Child: Where does God live?
Ancient Man: On the highest peak of the holy mountain, shrouded in cloud and fire, distant and thunderous. The path there is treacherous for the living.
Medieval Man: Child, God does not live on this mountain or that, but in the highest heaven – the unmoved and outermost sphere within which all other spheres, sun and moon, planets and stars, move and derive their being. The path there is impossible for the living. It is found only in death.
Modern Man: Children, all that is cannot be contained in any number of spheres. There are more galaxies than we can count, more universes than we ever thought possible, more complexity to light and space and matter than we have yet comprehended. There is no God, because there is no place for him to live. That which exists is too big. The path to him does not exist.

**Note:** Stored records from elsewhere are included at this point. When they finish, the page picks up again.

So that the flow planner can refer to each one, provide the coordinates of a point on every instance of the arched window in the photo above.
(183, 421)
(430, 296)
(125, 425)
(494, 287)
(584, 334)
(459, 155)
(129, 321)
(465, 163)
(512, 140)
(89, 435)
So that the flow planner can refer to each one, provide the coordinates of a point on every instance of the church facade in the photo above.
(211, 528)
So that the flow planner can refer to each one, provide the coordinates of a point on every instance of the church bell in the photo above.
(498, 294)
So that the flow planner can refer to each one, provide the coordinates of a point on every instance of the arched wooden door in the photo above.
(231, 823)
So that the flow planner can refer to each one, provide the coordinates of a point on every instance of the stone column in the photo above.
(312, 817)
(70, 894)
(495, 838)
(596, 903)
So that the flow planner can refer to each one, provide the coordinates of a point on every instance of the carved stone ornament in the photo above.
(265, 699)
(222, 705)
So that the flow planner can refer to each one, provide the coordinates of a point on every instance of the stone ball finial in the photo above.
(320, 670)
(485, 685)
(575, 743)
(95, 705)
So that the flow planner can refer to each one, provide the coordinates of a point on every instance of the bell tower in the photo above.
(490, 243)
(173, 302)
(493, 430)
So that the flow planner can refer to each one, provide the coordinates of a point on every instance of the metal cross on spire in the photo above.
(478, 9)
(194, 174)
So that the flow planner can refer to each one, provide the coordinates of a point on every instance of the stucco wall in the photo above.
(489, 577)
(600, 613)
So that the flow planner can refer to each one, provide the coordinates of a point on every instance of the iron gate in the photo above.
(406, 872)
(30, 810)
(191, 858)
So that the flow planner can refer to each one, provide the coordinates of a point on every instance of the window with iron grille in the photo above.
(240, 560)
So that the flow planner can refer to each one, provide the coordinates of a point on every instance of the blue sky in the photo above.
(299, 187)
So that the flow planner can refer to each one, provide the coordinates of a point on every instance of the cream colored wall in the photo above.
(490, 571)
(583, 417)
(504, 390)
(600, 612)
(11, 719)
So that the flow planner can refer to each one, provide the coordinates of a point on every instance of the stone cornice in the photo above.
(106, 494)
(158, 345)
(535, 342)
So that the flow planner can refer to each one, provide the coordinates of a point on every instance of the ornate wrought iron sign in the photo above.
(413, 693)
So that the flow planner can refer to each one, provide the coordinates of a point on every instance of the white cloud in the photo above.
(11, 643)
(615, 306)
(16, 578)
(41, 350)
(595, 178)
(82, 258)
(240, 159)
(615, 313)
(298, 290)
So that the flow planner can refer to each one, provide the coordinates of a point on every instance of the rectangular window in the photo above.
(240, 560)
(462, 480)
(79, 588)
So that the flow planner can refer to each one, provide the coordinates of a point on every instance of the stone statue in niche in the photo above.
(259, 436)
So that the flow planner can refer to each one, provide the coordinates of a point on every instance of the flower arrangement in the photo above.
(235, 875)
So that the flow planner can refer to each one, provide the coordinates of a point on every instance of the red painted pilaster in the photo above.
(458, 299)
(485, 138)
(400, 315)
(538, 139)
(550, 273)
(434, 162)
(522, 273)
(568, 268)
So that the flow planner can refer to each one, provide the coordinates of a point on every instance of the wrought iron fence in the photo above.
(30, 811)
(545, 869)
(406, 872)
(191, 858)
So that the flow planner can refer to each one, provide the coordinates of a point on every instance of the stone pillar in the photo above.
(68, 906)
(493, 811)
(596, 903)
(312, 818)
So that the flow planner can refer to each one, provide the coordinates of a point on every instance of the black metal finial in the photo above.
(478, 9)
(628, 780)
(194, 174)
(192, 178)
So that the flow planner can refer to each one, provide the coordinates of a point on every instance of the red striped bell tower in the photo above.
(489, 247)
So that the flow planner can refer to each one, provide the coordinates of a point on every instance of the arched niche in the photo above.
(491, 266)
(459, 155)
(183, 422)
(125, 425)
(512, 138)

Child: When I was little, I made a sand castle at the beach – big, with walls and towers. I was bigger than my castle but I loved it and sat inside to watch the waves come. When I grew a little, I made a tree house – tall and strong. I knew every nail and board and loved it. I sat inside and listened to the wind in the leaves. When I grow up and become an architect, I will build the tallest, most beautiful building, but I think I will still be bigger than my building – I will know every room and every window, the view from every angle, and I will be different than my building because I made it and can go in and out when I like. I will make the path to it beautiful and will walk it myself. If the universe is so big and complex, how do you know it’s too big for God? Wouldn’t God just be much bigger than you thought?
Modern Man: But what of this tiny speck in the cosmos? And what of the path?
Child: Couldn’t so big a God, who makes so big a house, come and go as he likes? And couldn’t he love one spot inside it more than any other? A builder can choose a spot and make a path. The bigger mystery is the path: a child. Emmanuel. God with us.